Ministro da Justiça diz que o italiano 'é um vulgar assassino, condenado por um país democrático e soberano que dispõe de prisões nas quais a legalidade é máxima'

Efe,

08 de janeiro de 2011 | 09h21

ROMA - O ministro da Justiça italiano, Angelino Alfano, afirma que "a União Europeia (UE) não pode fechar os olhos" para o caso do ex-ativista de esquerda Cesare Battisti, cuja extradição à Itália foi negada pelo ex-presidente Luiz Inácio Lula da Silva. Assim manifesta Alfano em entrevista publicada neste sábado, 8, pelo jornal italiano Il Messaggero.

 

"Sendo um dos países fundadores da Europa vemos negadas por parte do Brasil as garantias jurisdicionais sem que a Europa diga nada?", acrescenta Alfano na entrevista.

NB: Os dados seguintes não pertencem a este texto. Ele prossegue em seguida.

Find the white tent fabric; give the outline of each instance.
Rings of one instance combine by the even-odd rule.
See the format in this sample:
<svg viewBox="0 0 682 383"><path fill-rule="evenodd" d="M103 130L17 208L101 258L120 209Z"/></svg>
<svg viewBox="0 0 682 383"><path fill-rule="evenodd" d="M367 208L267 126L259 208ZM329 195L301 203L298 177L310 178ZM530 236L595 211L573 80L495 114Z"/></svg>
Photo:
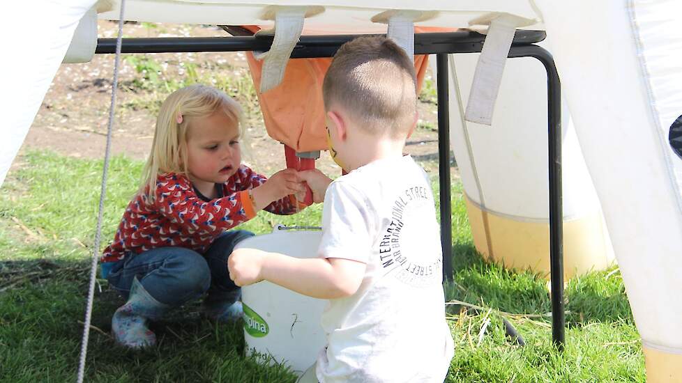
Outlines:
<svg viewBox="0 0 682 383"><path fill-rule="evenodd" d="M73 31L96 0L15 1L0 23L0 187L68 49Z"/></svg>
<svg viewBox="0 0 682 383"><path fill-rule="evenodd" d="M95 0L15 1L0 36L0 185L26 136L74 29ZM423 23L467 27L494 12L542 20L575 132L600 200L645 354L679 357L682 371L682 163L665 140L682 114L682 29L679 0L128 0L127 19L246 24L271 6L324 7L305 30L358 33L387 10L437 11ZM113 8L116 9L114 2ZM101 15L116 19L114 13ZM304 32L305 33L305 32ZM647 357L647 366L651 358ZM672 359L671 359L672 360ZM651 365L653 366L653 365ZM651 370L649 370L650 380ZM667 376L672 376L669 374ZM682 377L682 373L676 375Z"/></svg>
<svg viewBox="0 0 682 383"><path fill-rule="evenodd" d="M645 353L682 355L682 4L537 3Z"/></svg>

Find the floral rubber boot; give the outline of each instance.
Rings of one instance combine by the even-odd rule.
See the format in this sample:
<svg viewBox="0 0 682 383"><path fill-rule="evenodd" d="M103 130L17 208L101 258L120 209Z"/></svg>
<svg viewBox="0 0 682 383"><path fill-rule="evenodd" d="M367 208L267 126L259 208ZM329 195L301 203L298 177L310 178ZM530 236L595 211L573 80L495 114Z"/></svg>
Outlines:
<svg viewBox="0 0 682 383"><path fill-rule="evenodd" d="M112 334L116 343L128 348L140 349L156 344L156 336L147 327L148 320L163 316L170 306L153 298L135 278L128 302L112 318Z"/></svg>
<svg viewBox="0 0 682 383"><path fill-rule="evenodd" d="M241 290L232 291L209 291L204 300L204 314L215 322L232 322L239 320L243 314L241 302Z"/></svg>

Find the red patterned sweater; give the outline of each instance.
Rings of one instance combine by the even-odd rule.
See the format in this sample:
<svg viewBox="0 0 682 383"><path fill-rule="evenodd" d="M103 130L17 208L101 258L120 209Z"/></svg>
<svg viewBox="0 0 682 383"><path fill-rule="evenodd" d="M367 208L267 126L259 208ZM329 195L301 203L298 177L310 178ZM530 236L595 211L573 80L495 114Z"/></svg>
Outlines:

O ministro garante que "Battisti é um vulgar assassino, condenado por um país democrático e soberano que dispõe de prisões nas quais a legalidade é máxima" e apela ao "respeito" do tratado de extradição vigente com o Brasil.

 

Segundo Alfano, a resolução do ex-presidente Lula de não conceder a extradição de Battisti foi motivada pela "influência de sua proveniência política e dos ambientes de decisão do partido ao qual pertence". O ministro da Justiça nega, além disso, que este caso possa influenciar nas relações econômicas entre Itália e o Brasil, já que se trata de dois "setores absolutamente independentes".

 

Em 1993, Cesare Battisti foi julgado à revelia por um tribunal italiano que o considerou culpado pelos assassinatos de dois policiais, um joalheiro e um açougueiro, perpetrados na Itália entre 1977 e 1979. Na época em que foi processado, Battisti vivia na França, onde havia obtido o status de refugiado político, mas fugiu em 2004, quando o Governo francês se dispôs a revogar essa condição para entregá-lo à Itália.

 

Em março de 2007, ele foi detido no Rio de Janeiro. Segundo a Polícia, foi localizado durante uma operação conjunta de agentes do Brasil, Itália e França. Desde então, Battisti permanecia preso Brasília, a partir de onde fala de sua inocência e garante ser vítima de uma "perseguição política" por parte do Governo italiano.